Parsing tons of papers, articles, documents and pdf that I accumulated in the last few months, I ran across this article in Vodafone's Receiver: Big Games and the porous border between the real and the mediated by Frank Lantz. In this short piece, the author describes what he means by "big games", i.e. "Big Games are human-powered software for cities, life-size collaborative hallucinations, and serious fun". Some excerpts I find pertinent regarding my research: (picture from a project called “N8Spel” a project by Just van den Broecke, not cited in this paper but I quite like it)
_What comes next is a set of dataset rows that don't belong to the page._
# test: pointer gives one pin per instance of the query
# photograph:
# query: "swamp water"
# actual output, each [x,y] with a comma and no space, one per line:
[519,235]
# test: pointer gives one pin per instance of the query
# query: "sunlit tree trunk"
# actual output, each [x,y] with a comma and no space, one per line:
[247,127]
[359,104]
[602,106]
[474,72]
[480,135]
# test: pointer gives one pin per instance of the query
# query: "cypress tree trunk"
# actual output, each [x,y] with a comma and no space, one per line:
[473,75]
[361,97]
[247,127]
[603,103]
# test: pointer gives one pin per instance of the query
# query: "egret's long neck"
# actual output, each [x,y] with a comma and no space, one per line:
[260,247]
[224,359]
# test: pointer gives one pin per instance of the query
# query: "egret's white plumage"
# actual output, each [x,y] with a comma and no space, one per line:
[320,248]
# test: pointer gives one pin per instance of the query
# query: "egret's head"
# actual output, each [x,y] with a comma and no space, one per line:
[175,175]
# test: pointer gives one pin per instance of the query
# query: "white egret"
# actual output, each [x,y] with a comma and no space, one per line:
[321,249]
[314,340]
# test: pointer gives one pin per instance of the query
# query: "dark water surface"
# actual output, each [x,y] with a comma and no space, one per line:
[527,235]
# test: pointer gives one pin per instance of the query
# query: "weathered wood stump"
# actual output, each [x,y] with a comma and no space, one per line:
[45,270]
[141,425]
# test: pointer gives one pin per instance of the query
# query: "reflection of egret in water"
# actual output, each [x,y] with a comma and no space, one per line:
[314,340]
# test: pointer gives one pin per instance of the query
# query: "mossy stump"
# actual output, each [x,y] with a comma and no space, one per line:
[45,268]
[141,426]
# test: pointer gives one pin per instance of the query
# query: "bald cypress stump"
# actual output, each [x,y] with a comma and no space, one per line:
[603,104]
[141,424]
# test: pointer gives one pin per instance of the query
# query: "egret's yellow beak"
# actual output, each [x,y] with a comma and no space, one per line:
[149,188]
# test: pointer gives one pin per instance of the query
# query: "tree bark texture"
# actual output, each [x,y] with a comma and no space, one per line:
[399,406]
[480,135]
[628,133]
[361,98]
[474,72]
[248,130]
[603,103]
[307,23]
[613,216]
Imaginary places, constructed from code, are now being represented not just as pixel grid windows into synthetic 3D environments, but mapped onto the actual 3D environments in which we live. Called "Big Games", these large-scale, real-world games occupy urban streets and other public spaces and combine the richness, complexity, and procedural depth of digital media with physical activity and face-to-face social interaction.

He then describes games such as ConqWest, Mogi Mogi, PacManhattan, Superstar, Can You See Me Now, Uncle Roy, Botfighters... And describes how the urge to use spatial environment as a playful space did not come out from the blue: children's neighborhood games (like Red Rover, hide and go seek, and kickball or Capture the Flag), Assassin/Killer game, skateboarding and Parkour, location-based art activities of the late 20th century, Live action role-playing. And those activities share some common purposes:

a desire to push game experiences beyond traditional boundaries of time and space. But there is another, complementary desire within conventional computer and videogames themselves. Over the last 10 or 15 years, these games have developed a profound obsession with play dynamics of 3D spaces, architecture, and environments. (...) In some ways, Big Games are a natural extension of this obsession with environmental exploration and social dynamics as gameplay subjects.

The author hence describes how mobile and ubiquitous computing technologies are a catalyst for big games creation. And finally, his thought about spatial practices are very interesting:

There is no longer a clear, well-defined boundary between the virtual spaces and interactive systems of our digital experience and the concrete, tangible aspects of our physical experience. Even as high-resolution computer graphics make the simulated worlds inside our computers more realistic, the actual world outside our computers is behaving more and more like data. (...) Regardless of the technology with which they are implemented, Big Games reflect a change in perspective brought about by mobile, pervasive, and ubiquitous technologies. Even Big Games that use chalk on sidewalks to make a citywide puzzle, or appropriate the archaic technology of payphones to make a game of urban tactics, are made possible by a shift in how we perceive our environment brought about by the new relationship between space and computing. (...) Whatever else they are, these games are primarily about connecting people – a way to reclaim public space as a site for a new kind of shared experience.

Why do blog this? because it gives a very good summary of "big games", which I am partly interested in my research (I use big games to study how people collaborate and use location-awareness features). On a different note, it seems that in the location-based/geowankin scene, the term "big" now receives more and more interest. See the "big here challenge" or how Fabien describes it (or even Matt Jone's video!). Finally, what the author stress in his conclusion (big games to reclaim public space), is exactly something Mauro and I wrote about three years ago in the following paper: To Live or To Master the city: the citizen dilemma or in this short pdf report I dropped on the web: Augmenting Guy Debord’s Dérive: Sustaining the Urban Change with Information Technology. The report only focuses on the use of LBS to foster new public space practices.